The Roth Solo 401K – How to Do a Solo 401K Roth Conversion?
August 16th, 2011
Many people are not aware that is not a Roth 401K s not a new type of 401(k) Plan. Designated Roth contributions are a type of contribution that new or existing 401(k) or Solo 401K Plans can accept. If a plan adopts this feature, employees can designate some or all of their elective contributions (also referred to as elective deferrals) as designated Roth contributions (which are included in gross income), rather than traditional, pre-tax elective contributions.
With a designated Roth contribution, the employee irrevocably designates the deferral as an after-tax contribution that the employer must deposit into a designated Roth account. The employer includes the amount of the designated Roth contribution in the employee’s gross income at the time the employee would have otherwise received the amount in cash if the employee had not made the election. It is subject to all applicable wage-withholding requirements.

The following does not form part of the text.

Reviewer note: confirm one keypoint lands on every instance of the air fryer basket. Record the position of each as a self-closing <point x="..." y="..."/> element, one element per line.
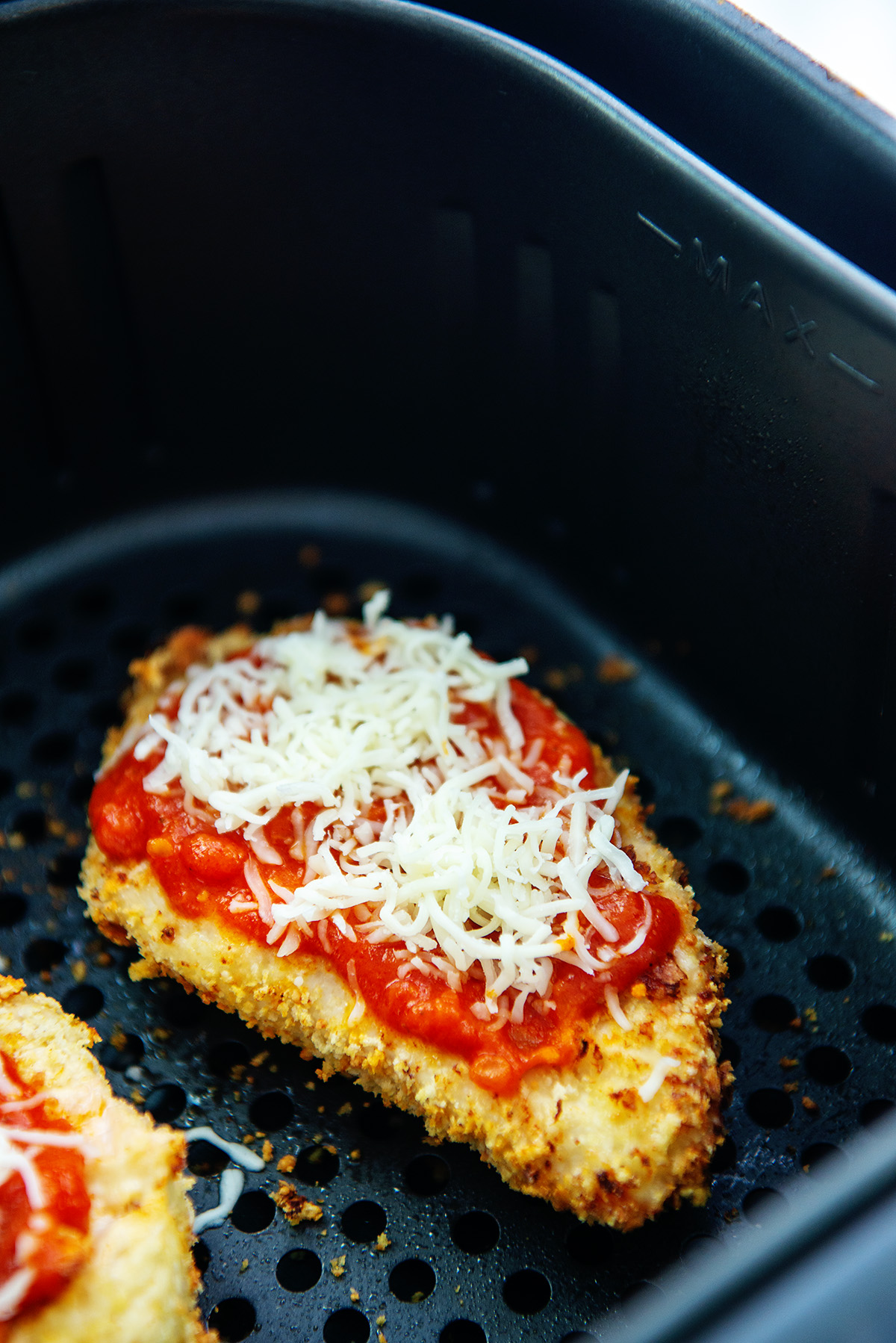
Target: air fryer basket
<point x="376" y="250"/>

With a designated Roth contribution, one can contribute to both a designated Roth account and a traditional, pre-tax account in the same year in any proportion you choose. The Designated Roth 401K limitation is $16,500 in 2011 plus an additional $5,500 in catch-up contributions in 2011. Only 401(k) employee deferrals can be made in Roth (after-tax). A Solo 401K profit sharing contributions must be made in after-tax funds only.
As of September 2010, 401(k) or Solo 401(k) Plans that have designated Roth accounts may offer in-plan Roth rollovers for eligible rollover distributions after September 27, 2010. A Roth conversion also known as in-plan Roth rollover is essentially a distribution from your pre-tax account that is rolled over to a designated Roth account in the same plan.
You generally include the taxable amount (fair market value minus your basis in the distribution) of an in-plan Roth rollover (401K Roth conversion) in your gross income for the tax year in which you receive it. Note an in-plan Roth direct rollover is not subject to the mandatory 20% withholding. Also, in-plan Roth rollovers are not subject to the 10% additional tax on early distributions. However, they are subject to a special recapture rule when a plan distributes a portion of an in-plan Roth rollover/conversion within a 5 year-taxable period.
In the case of a Solo 401K, to effect in an in-plan Roth rollover also known as a 401K Roth conversion, the plan administrator would need to file a Form 1099-R with the IRS prior to the end of February of the succeeding year. On the 1099-R Form, the Payor would be identified as the 401K custodian and the recipient would be the Solo 401K Plan participant. For Box 7, the code to be included would be G. The individual would also have to include the total amount of the distribution and the amount of the distribution subject to tax.